Tandis que mes yeux se trouvent rivés sur l'adorable minois de celle qui semble désormais n'être autre que ma femme, mon attention se trouve rapidement attirée sur la petite estrade installée au fond de la salle. Je me marre en voyant les mines pleurnichardes de ma frangine et de mon meilleur pote.
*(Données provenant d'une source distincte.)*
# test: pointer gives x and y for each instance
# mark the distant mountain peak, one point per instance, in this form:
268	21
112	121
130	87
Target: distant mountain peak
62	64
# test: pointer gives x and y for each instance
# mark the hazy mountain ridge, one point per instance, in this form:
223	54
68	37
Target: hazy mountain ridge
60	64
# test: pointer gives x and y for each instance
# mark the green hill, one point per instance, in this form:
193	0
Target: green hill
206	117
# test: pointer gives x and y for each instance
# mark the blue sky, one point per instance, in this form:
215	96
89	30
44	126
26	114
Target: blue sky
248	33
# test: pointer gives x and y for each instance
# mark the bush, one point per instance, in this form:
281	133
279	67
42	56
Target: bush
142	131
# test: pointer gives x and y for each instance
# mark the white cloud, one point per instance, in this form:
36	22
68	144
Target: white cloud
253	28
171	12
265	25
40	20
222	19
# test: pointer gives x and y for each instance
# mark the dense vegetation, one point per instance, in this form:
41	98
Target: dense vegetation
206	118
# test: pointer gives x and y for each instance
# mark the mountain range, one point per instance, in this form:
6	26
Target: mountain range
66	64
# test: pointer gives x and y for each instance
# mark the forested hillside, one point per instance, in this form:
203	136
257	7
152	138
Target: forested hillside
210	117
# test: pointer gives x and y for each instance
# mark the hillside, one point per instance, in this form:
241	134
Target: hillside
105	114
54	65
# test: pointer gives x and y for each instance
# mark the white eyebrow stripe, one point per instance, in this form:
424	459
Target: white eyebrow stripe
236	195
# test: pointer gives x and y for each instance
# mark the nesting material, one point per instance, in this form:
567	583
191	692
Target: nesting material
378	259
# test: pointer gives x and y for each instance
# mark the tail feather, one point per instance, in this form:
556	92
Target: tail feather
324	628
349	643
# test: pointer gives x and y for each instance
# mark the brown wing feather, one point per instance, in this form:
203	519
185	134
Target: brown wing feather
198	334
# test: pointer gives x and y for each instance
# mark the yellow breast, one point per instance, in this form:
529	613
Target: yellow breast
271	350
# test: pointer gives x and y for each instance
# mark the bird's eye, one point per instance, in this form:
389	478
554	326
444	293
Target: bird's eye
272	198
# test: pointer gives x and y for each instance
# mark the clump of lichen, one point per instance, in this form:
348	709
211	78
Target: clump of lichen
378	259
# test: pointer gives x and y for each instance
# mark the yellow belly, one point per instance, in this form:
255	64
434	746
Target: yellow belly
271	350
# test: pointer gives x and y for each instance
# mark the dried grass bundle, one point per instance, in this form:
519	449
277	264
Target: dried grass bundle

Mais qu'est-ce qu'ils vont bien pouvoir nous déblatérer comme connerie ?
Je bondis de ma chaise, rejoignant Holly non sans avoir à remercier de leur présence une bonne trentaine d'invités croisés sur le passage. Et lorsque ma main se glisse enfin dans celle de la sublime blonde, j'ai bien du mal à détourner mon regard de son si parfait visage.

- Ok, alors... je pense que c'est l'heure du discours des témoins, ricane Owen, sa main sur l'épaule de ma sœur. L'amour est une chose que l'on ne peut contrôler, il peut parfois s'avérer destructeur, il peut parfois sembler impossible, mais la vérité, c'est que ce sont ces mêmes raisons qui le rende vrai. L'amour n'est pas parfait, il ne l'a jamais été et ne le sera jamais ; et d'autant plus lorsque nous nous remémorons l'histoire de ces deux-là ! Et de la même manière qu'il est incontrôlable, il peut parfois habiter deux âmes à première vue aux antipodes l'une de l'autre. Et puis, plus le temps passe, plus ces deux âmes solitaires se rendent compte qu'elles se trouvent bel et bien dépendantes l'une de l'autre, ne formant un réel être que l'une avec l'autre. Il m'est arrivé d'entendre des histoires traitant d'âmes-sœurs, mais pour dire vrai, je n'y avais jamais vraiment cru, il était pour moi inconcevable que deux êtres puissent se retrouver si dépendants l'un de l'autre, que deux âmes si différentes puissent si bien se compléter. Et c'est en voyant évoluer l'histoire de Kerian et Holly que j'ai compris, compris que tout être résidant sur cette planète avait une personne, la personne lui étant destinée, la personne vouée à tout changer, à bousculer les règles établies ! A faire de la moitié d'un Homme que nous somme tous, un être plein et entier.

Lorsqu'Owen ferme enfin la bouche, ses yeux son emplis de larmes tandis que je peux sentir la main d'Holly trembler au possible. Et à la seconde ou je me tourne dans sa direction, de petites larmes roulent négligemment le long de ses joues rosis par l'émotion. De mon côté, j'ai bien du mal à retenir mes larmes. Putain, il ne va tout de même pas me faire chialer !
Et avant que je n'ai le temps de me décider à les rejoindre sur l'estrade, c'est ma frangine qui prend la parole.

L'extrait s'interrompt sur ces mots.